A Sparse Vector Store with Lifecycle-Based Capacity Management and Explicit Abstention Vektas Solutions · Author: Matthew Monroe
This project began as an attempt to test whether epistemic abstention (i.e., a system refusing to answer queries that fall outside its training distribution) could be made structural — a property of the architecture rather than of a learned or post-hoc threshold. An ablation experiment (see RAG Comparison below) disproved that hypothesis at the corpus scales tested: a flat vector store with the same encoder and the same similarity threshold produces identical verdicts on 100/100 queries across three systems.
What remains is still a useful engineering artifact — a managed vector store
with a lifecycle-based capacity model, persistent state, and a three-state
query output (Confident / Honest Unknown / Out-of-Bounds) as a
first-class API. The "developmental architecture" framing has been removed
from this README; the code itself is unchanged and reproduces the reported
behavior.
If you're evaluating this project as a contribution to AI safety or hallucination research, read the RAG Comparison section first so you understand what the experiment did and did not show.
A Python implementation of a sparse vector store that pre-allocates a fixed slot capacity, ingests text into it via a frozen sentence encoder, manages slot activation over time, and routes queries through active slots with a similarity threshold for abstention. The system runs headlessly or through a Gradio UI with six tabs for interactive exploration.
The engineering ideas that are still interesting independent of the original epistemics framing:
- Pre-allocated capacity with O(1) dormant-slot allocation via a deque, avoiding live reallocation during ingestion.
- Use-dependent lifecycle: slots are reinforced on query hits, decayed periodically, and pruned below a configurable activation threshold. This is a memory-management pattern for long-running retrieval systems, not an epistemics mechanism.
- Near-duplicate reinforcement: incoming embeddings above a cosine threshold against an existing active slot reinforce that slot rather than claiming a new one.
- Three-state query output:
Confident,Honest Unknown(sub-threshold similarity), andOut-of-Bounds(nearest match falls in a registered negative domain). This is a cleaner output API than most RAG pipelines surface by default, even if it does not constitute a novel abstention mechanism. .bgstatepersistence: full snapshot of embeddings + activations + metadata for interrupted-experiment resumption.

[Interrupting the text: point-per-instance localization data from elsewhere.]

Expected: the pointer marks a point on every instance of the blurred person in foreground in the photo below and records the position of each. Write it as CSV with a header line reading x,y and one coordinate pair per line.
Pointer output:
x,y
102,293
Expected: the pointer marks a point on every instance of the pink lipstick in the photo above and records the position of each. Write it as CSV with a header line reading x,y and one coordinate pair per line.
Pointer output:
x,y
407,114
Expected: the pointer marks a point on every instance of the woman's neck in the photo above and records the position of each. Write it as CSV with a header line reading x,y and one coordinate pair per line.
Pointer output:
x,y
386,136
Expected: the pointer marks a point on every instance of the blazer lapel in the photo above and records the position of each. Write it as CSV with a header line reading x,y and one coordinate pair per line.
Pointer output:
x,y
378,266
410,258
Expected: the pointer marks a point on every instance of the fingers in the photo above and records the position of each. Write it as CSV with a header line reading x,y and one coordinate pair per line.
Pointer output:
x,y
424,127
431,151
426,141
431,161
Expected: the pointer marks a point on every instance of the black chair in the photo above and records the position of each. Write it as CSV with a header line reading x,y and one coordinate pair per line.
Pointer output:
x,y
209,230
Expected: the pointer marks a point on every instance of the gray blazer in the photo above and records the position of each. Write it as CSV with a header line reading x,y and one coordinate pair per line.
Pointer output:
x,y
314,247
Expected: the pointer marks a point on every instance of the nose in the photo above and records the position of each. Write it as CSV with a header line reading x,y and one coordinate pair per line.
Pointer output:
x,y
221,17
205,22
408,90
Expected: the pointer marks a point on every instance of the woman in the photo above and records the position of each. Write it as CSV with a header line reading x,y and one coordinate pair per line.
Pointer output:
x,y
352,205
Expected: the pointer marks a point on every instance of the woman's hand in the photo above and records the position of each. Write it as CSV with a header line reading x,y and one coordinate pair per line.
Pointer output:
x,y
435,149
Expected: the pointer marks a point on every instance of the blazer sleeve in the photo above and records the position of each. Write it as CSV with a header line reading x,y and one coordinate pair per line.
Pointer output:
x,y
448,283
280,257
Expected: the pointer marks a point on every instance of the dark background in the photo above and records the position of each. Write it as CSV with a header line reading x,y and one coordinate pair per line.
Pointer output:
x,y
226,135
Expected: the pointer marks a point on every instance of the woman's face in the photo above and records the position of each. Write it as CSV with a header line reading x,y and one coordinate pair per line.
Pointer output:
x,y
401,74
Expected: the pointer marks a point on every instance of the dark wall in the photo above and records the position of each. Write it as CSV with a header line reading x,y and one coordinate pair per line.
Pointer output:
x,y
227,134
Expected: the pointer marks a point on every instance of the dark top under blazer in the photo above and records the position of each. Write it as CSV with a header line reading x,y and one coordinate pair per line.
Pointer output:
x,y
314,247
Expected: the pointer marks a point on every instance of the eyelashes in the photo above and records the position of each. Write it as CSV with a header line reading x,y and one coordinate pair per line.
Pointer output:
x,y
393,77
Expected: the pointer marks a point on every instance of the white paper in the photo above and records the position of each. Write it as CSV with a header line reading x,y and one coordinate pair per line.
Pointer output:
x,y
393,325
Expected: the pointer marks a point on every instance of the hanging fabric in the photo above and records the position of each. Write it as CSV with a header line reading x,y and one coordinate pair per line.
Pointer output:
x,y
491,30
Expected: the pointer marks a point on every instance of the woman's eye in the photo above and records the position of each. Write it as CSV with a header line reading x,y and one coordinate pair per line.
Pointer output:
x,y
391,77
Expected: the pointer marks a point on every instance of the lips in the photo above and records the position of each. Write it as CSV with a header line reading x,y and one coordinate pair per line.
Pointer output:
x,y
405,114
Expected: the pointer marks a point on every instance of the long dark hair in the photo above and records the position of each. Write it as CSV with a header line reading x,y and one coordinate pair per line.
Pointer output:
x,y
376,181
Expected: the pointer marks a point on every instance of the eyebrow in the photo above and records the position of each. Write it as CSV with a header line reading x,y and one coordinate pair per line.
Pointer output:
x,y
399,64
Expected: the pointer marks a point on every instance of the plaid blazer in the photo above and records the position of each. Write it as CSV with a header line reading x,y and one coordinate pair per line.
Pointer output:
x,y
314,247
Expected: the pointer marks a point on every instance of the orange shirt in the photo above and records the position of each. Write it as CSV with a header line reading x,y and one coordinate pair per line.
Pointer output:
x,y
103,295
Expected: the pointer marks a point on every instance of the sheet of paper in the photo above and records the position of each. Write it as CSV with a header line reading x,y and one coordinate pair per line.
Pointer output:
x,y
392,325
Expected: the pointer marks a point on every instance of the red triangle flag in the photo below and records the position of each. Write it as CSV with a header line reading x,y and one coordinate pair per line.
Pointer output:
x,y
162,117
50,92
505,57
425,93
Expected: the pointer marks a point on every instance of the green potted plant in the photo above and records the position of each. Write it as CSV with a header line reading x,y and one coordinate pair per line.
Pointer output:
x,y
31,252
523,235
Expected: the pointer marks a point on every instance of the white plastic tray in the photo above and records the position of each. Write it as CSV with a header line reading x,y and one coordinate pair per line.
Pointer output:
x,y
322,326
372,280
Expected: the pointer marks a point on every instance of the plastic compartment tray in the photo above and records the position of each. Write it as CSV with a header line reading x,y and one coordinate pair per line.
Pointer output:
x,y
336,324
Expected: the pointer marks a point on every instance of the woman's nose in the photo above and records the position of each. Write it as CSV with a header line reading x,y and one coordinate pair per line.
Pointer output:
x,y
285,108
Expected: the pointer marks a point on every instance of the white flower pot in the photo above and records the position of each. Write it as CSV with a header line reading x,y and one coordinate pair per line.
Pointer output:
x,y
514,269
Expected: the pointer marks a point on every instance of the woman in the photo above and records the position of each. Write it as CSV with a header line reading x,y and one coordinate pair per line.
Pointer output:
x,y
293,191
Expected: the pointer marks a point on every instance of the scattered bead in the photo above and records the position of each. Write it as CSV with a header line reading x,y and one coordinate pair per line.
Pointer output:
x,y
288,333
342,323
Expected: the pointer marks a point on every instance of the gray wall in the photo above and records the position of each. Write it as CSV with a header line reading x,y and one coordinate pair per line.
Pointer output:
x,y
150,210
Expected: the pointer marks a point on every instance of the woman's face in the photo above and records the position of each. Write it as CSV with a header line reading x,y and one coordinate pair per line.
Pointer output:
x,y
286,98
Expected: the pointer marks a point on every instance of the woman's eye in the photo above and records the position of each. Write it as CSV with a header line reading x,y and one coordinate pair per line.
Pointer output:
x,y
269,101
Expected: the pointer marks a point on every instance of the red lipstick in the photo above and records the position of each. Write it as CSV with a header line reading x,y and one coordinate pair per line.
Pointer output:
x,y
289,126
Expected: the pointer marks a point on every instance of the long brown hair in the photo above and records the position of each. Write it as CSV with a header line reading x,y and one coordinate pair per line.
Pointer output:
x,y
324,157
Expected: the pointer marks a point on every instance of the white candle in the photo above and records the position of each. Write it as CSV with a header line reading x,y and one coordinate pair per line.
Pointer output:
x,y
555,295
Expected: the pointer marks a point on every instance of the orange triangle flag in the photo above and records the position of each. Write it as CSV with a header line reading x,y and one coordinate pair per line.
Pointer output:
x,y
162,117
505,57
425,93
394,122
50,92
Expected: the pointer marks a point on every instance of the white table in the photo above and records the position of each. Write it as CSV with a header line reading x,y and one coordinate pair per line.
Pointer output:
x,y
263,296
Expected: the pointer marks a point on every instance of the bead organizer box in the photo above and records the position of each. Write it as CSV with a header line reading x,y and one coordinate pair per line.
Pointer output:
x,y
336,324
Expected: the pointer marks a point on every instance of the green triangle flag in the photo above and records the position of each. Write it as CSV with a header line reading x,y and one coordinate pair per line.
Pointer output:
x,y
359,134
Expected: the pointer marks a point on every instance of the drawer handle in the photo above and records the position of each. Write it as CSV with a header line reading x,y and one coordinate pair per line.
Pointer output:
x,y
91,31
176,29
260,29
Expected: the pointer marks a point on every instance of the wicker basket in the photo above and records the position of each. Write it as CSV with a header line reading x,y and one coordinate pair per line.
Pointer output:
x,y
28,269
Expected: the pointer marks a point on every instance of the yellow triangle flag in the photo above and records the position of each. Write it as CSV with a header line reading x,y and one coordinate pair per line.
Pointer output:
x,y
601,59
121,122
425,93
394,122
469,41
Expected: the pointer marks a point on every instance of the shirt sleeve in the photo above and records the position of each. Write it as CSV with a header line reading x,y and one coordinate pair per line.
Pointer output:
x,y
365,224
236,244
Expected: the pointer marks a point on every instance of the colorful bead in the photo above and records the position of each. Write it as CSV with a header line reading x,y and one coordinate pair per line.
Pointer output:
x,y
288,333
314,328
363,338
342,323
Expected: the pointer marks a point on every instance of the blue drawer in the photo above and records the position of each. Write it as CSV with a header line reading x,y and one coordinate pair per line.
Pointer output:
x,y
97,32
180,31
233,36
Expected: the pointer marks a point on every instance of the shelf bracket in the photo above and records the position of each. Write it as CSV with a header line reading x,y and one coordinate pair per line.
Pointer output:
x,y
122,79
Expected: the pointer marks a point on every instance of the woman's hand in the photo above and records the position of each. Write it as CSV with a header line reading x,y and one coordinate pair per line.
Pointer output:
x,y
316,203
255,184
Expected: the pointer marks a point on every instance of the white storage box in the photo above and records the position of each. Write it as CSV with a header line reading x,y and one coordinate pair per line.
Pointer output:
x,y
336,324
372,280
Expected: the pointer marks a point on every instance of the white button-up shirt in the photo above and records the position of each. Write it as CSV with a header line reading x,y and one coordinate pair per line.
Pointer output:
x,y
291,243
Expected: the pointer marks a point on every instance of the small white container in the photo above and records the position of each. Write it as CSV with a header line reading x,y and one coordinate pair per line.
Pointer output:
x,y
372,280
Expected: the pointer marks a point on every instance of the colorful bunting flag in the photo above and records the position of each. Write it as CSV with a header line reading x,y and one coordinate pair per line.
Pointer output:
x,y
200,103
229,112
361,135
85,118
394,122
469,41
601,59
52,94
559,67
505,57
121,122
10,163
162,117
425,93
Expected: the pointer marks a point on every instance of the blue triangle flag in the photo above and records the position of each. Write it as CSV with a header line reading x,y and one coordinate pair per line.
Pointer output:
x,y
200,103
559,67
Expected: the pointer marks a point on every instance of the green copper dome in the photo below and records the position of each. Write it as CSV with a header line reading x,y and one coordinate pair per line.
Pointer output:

[ Pre-allocate N vector slots — large, mostly dormant ]
↓
[ Ingest: encode text chunks, assign to dormant slots, mark active ]
↓
[ Query: encode, cosine-similarity against active slots only ]
↓
[ Threshold: similarity ≥ 0.60 → Confident; else Honest Unknown ]
↓
[ Negative-domain check: nearest match in negative domain → Out-of-Bounds ]
↓
[ Lifecycle: reinforce on hit, periodic decay, prune below threshold ]
↓
[ Pruned slots return to dormant pool, available for future ingestion ]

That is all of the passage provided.